Latest Research News on Cabbage Production: Jan – 2020

Efficacy of Mosquito Netting for Sustainable Small Holders’ Cabbage Production in Africa

The efficacy of a mosquito netting to guard cabbages, Brassica oleracea L., against pests was investigated in field trials in Benin, West Africa . A polyester net covered the plants in the dark by employing a wood armature. internet was removed during the day to stop overheating and excessive shade, both problems of insect-proof screens used under tropical conditions. the amount of all lepidopteran larvae with netting protection and foliar insecticide sprays was significantly less than the unprotected control. the amount of diamondback moth, Plutella xylostella (L.), was significantly lower with netting protection compared with foliar insecticide sprays and control. Netting treated with deltamethrin gave total protection of young plants against the aphid Lipaphis erysimi (Kaltenbach). At harvest, the amount of marketable cabbages protected with untreated netting was significantly higher compared with the assembly with foliar insecticide sprays. The protection of cabbages with netting are often an economically viable method. [1]

Assessing the potential impact of biological control of Plutella xylostella (diamondback moth) in cabbage production in Kenya

This study assessed the potential economic impact of the introduction of Diadegma semiclausum, an exotic parasitoid of the diamondback moth (Plutella xylostella, DBM), on cabbage production in Kenya.
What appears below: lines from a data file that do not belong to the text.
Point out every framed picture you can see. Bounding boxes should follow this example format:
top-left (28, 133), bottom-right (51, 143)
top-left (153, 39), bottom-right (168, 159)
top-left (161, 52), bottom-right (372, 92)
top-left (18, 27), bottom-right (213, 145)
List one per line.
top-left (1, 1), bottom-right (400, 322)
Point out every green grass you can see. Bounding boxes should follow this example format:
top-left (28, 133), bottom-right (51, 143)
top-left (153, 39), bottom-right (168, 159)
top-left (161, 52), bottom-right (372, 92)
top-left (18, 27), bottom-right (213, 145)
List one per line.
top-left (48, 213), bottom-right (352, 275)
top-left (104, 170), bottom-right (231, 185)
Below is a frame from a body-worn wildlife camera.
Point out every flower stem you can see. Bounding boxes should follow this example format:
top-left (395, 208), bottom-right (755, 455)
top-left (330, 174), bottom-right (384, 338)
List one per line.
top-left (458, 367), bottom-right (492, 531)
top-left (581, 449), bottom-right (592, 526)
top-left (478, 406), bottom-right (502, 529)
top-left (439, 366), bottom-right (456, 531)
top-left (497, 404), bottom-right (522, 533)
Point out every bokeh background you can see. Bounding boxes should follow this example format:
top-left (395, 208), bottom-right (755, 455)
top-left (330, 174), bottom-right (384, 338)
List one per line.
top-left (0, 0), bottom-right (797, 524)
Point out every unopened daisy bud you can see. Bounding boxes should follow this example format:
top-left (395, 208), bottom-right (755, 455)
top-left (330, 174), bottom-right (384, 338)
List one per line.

The study first established yield losses caused by DBM through two methods: measurements from farmer-managed fields and thru farmers’ interviews. Crop losses were calculated at 31% from farmer-managed fields, and at 36% from farmer interviews. With a crop loss of 31%, yield loss was estimated at 6.8 tons/ha or US$ 452.9/ha, and at US$ 7.9 million per annum for the entire country. Control costs as provided from the interviews, amounted to US$ 118.9/ha. [2]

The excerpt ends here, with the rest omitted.